Peter Freyd defines an object $A$ in a topos $\mathcal{E}$ to be geometrically finite if whenever $f:\mathcal{B}\rightarrow\mathcal{E}$ is a geometric morphism with $\mathcal{B}$ Boolean, $f^{*}(A)$ is K-finite. He claims without proof that the following object $P$ in the topos $Sh(\mathbb{R})$ has this property: $P$ is the sheaf of germs of functions $f:\mathbb{R}\rightarrow\mathbb{N}$ such that $f(x)=0$ for all but finitely many rational $x$, and $f(p/q)\leq q$. The fact that $P$ has this property is not at all obvious to me. Attempting to prove this, here's what I have so far:

Geometric morphisms as above correspond via Diaconsecu's theorem to continuous flat functors $F:\mathcal{O}(\mathbb{R})\rightarrow\mathcal{B}$. Now $\mathcal{O}(\mathbb{R})$ has all finite limits, so $F$ is flat iff it is left exact, and in this case continuous is equivalent to preserving arbitrary joins, so such an $F$ is essentially a frame homomorphism from $\mathcal{O}(\mathbb{R})$ to $Sub_{\mathcal{B}}(1)$. The inverse image of the geometric morphism corresponding to $F$ is given by tensoring with $F$, so $f^{*}(P)$ is $P\otimes F$ which can be computed as the colimit of the composite $\int P\rightarrow \mathcal{O}(\mathbb{R})\rightarrow\mathcal{B}$ where $\int P$ is the category of elements of $P$, the first functor is the forgetful functor, and the second is $F$.

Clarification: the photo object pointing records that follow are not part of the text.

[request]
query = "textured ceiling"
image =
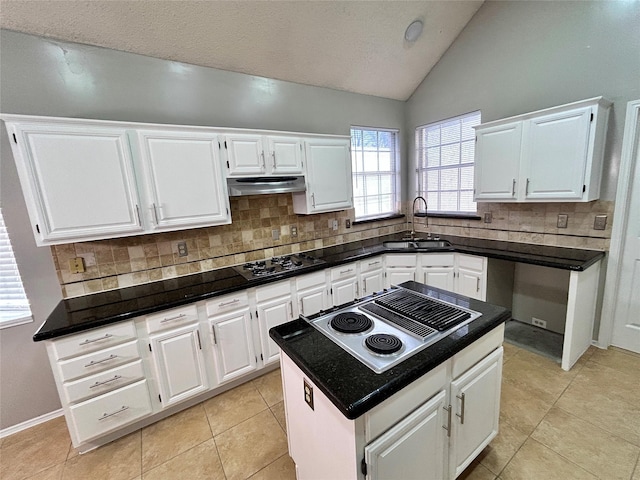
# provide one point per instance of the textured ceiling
(357, 46)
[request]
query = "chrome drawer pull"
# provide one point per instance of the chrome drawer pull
(88, 341)
(177, 317)
(107, 415)
(461, 414)
(226, 304)
(96, 362)
(97, 384)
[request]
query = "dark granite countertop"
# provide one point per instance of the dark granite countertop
(354, 388)
(90, 311)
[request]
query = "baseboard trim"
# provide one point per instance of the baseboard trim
(31, 423)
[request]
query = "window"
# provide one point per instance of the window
(374, 154)
(445, 154)
(14, 306)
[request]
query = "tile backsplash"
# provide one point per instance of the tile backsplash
(128, 261)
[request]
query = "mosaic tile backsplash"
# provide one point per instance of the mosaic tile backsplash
(128, 261)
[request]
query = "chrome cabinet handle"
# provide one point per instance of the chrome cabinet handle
(226, 304)
(97, 384)
(448, 427)
(98, 362)
(177, 317)
(88, 341)
(461, 414)
(107, 415)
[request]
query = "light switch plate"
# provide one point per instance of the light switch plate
(563, 220)
(600, 222)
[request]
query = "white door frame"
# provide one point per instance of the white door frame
(620, 220)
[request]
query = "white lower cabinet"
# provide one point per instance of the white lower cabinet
(414, 448)
(274, 306)
(475, 399)
(179, 364)
(233, 349)
(432, 429)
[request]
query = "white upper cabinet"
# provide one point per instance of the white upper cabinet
(258, 155)
(328, 176)
(78, 181)
(183, 179)
(552, 155)
(496, 175)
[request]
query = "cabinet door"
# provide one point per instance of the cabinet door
(285, 155)
(272, 314)
(439, 277)
(371, 282)
(475, 399)
(78, 181)
(183, 178)
(555, 155)
(312, 301)
(233, 345)
(344, 291)
(413, 448)
(397, 275)
(497, 162)
(328, 177)
(179, 364)
(470, 283)
(245, 155)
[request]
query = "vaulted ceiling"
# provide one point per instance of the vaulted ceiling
(356, 46)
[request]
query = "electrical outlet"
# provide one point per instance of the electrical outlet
(600, 222)
(563, 220)
(538, 322)
(76, 265)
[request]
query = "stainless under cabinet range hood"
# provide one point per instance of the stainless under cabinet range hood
(265, 185)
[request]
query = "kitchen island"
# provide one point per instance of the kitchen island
(432, 413)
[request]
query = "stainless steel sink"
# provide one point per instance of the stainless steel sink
(417, 244)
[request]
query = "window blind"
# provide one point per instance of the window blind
(13, 300)
(445, 158)
(374, 155)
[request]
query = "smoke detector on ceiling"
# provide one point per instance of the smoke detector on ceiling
(413, 31)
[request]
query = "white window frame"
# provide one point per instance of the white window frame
(359, 176)
(14, 305)
(466, 139)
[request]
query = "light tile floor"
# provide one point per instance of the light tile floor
(582, 424)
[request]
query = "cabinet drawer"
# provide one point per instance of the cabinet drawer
(103, 382)
(110, 411)
(93, 340)
(400, 260)
(100, 361)
(227, 303)
(344, 271)
(437, 260)
(471, 262)
(371, 264)
(311, 280)
(172, 318)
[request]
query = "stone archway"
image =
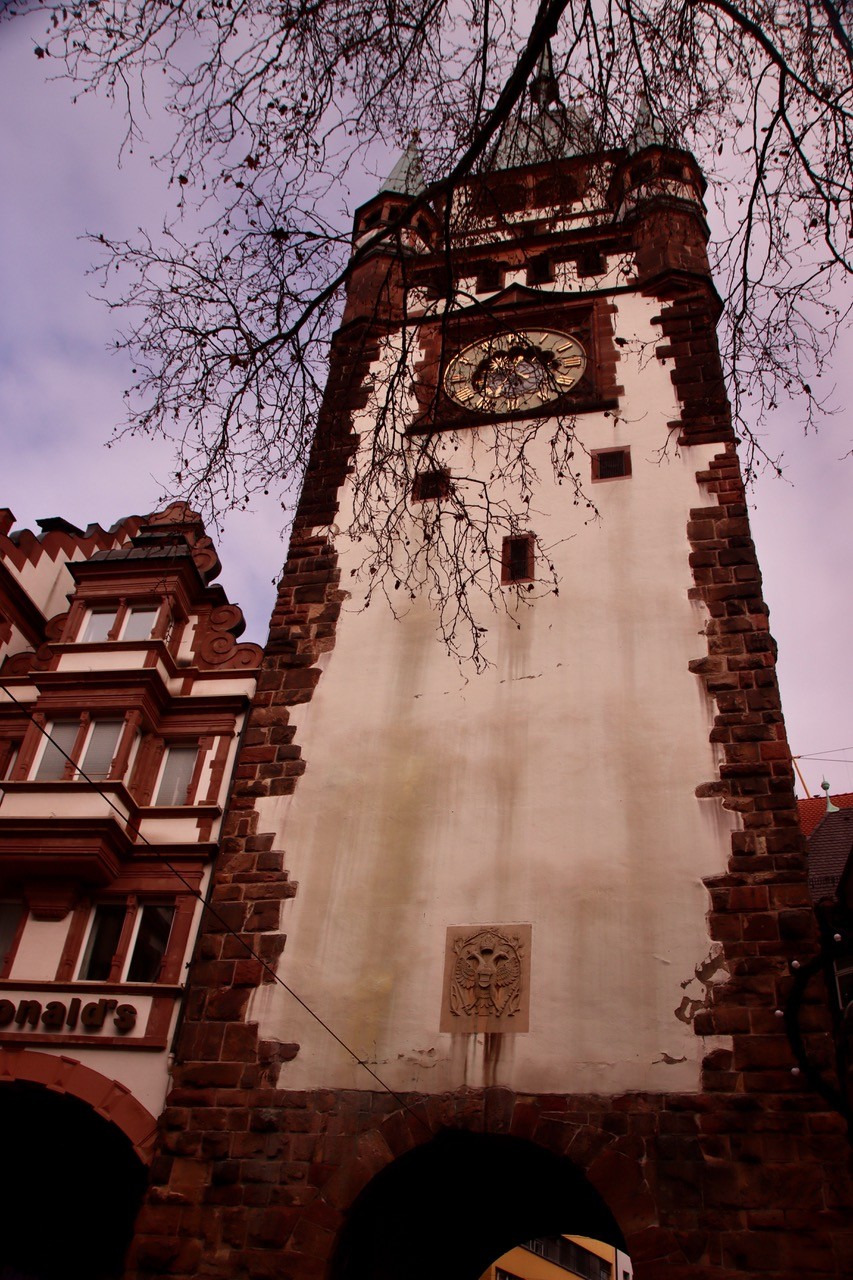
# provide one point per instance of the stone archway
(600, 1164)
(455, 1203)
(108, 1097)
(71, 1182)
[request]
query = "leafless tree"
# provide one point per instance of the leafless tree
(277, 108)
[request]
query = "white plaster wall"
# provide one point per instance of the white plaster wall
(557, 790)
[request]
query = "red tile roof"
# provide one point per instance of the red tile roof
(811, 810)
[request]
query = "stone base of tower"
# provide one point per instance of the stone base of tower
(712, 1187)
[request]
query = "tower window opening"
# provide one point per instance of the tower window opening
(541, 270)
(591, 261)
(489, 278)
(518, 558)
(122, 929)
(430, 485)
(611, 464)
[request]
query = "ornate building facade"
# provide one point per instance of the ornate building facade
(515, 954)
(123, 693)
(521, 949)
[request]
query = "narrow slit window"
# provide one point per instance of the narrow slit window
(97, 627)
(10, 915)
(611, 464)
(518, 558)
(489, 278)
(430, 485)
(140, 624)
(178, 767)
(150, 946)
(103, 942)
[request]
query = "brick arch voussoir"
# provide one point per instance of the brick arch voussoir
(109, 1098)
(616, 1174)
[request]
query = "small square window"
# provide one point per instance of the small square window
(176, 775)
(518, 558)
(106, 954)
(591, 263)
(150, 945)
(100, 748)
(611, 464)
(10, 914)
(430, 485)
(97, 627)
(103, 942)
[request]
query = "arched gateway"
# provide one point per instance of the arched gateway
(72, 1171)
(552, 908)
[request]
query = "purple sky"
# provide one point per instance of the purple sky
(60, 394)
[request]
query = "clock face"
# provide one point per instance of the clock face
(519, 370)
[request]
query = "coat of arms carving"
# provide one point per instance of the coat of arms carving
(487, 978)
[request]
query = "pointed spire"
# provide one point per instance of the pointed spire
(406, 177)
(830, 807)
(648, 131)
(543, 87)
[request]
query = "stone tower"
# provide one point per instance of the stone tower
(527, 931)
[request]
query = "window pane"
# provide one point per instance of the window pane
(177, 775)
(138, 624)
(150, 944)
(103, 942)
(10, 760)
(58, 746)
(97, 626)
(10, 915)
(100, 748)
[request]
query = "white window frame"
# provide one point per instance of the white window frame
(154, 607)
(85, 745)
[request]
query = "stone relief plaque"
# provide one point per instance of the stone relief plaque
(487, 978)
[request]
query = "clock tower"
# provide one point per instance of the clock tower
(514, 841)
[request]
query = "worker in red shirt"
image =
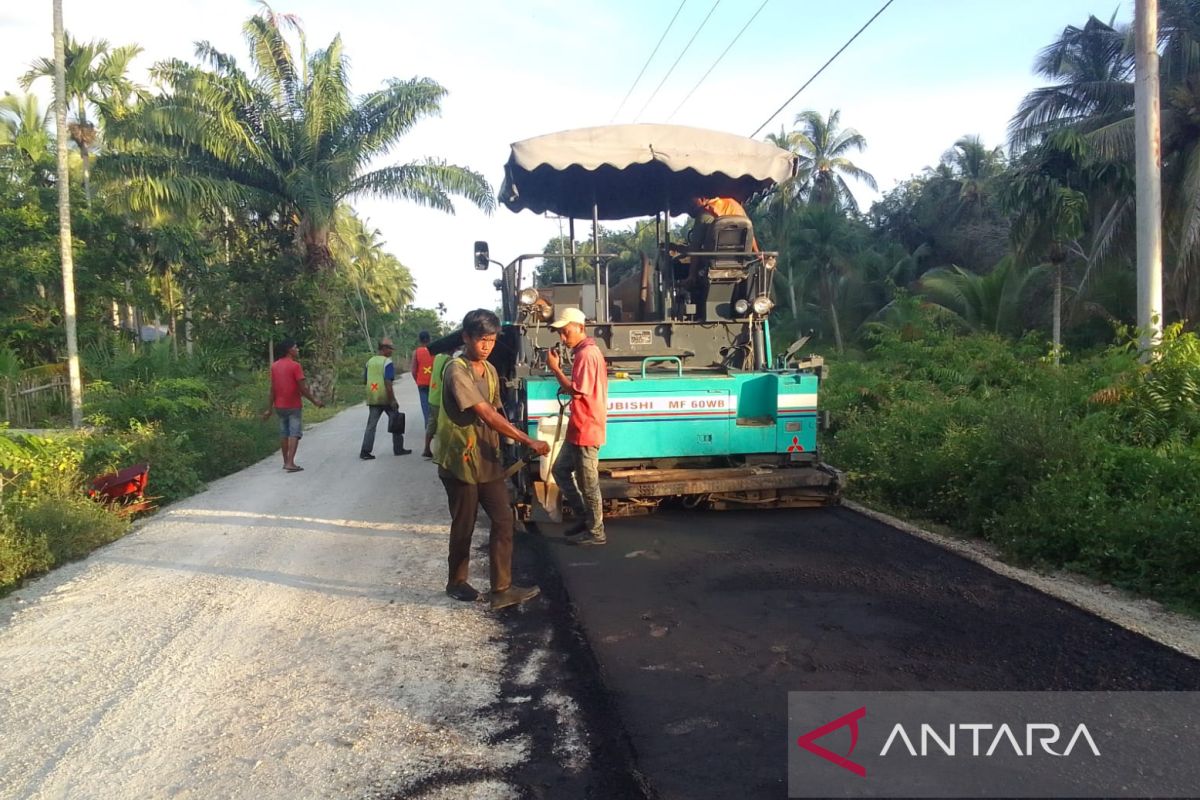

This colimit can be computed as the coequalizer of $\tau,\theta:\coprod_{U'\subseteq U}P(U)\times F(U')\longrightarrow\coprod_{U}P(U)\times F(U)$ where $P(U)$ means the $P(U)$-indexed coproduct of copies of $1$ in $\mathcal{B}$ (which is necessarily cocomplete), $\tau|_{P(U)\times F(U')}: P(U)\times F(U')\rightarrow P(U')\times F(U')$ is given by restriction and $\theta|_{P(U)\times F(U')}:P(U)\times F(U')\rightarrow P(U)\times F(U)$ is given by the inclusion $F(U')\subseteq F(U)$.

In nice situations where $f$ is, say, the inclusion of a point, this colimit is easy to compute, and K-finite as claimed, but I don't see any way to show that it must be K-finite in general Boolean $\mathcal{B}$. Any thoughts would be appreciated.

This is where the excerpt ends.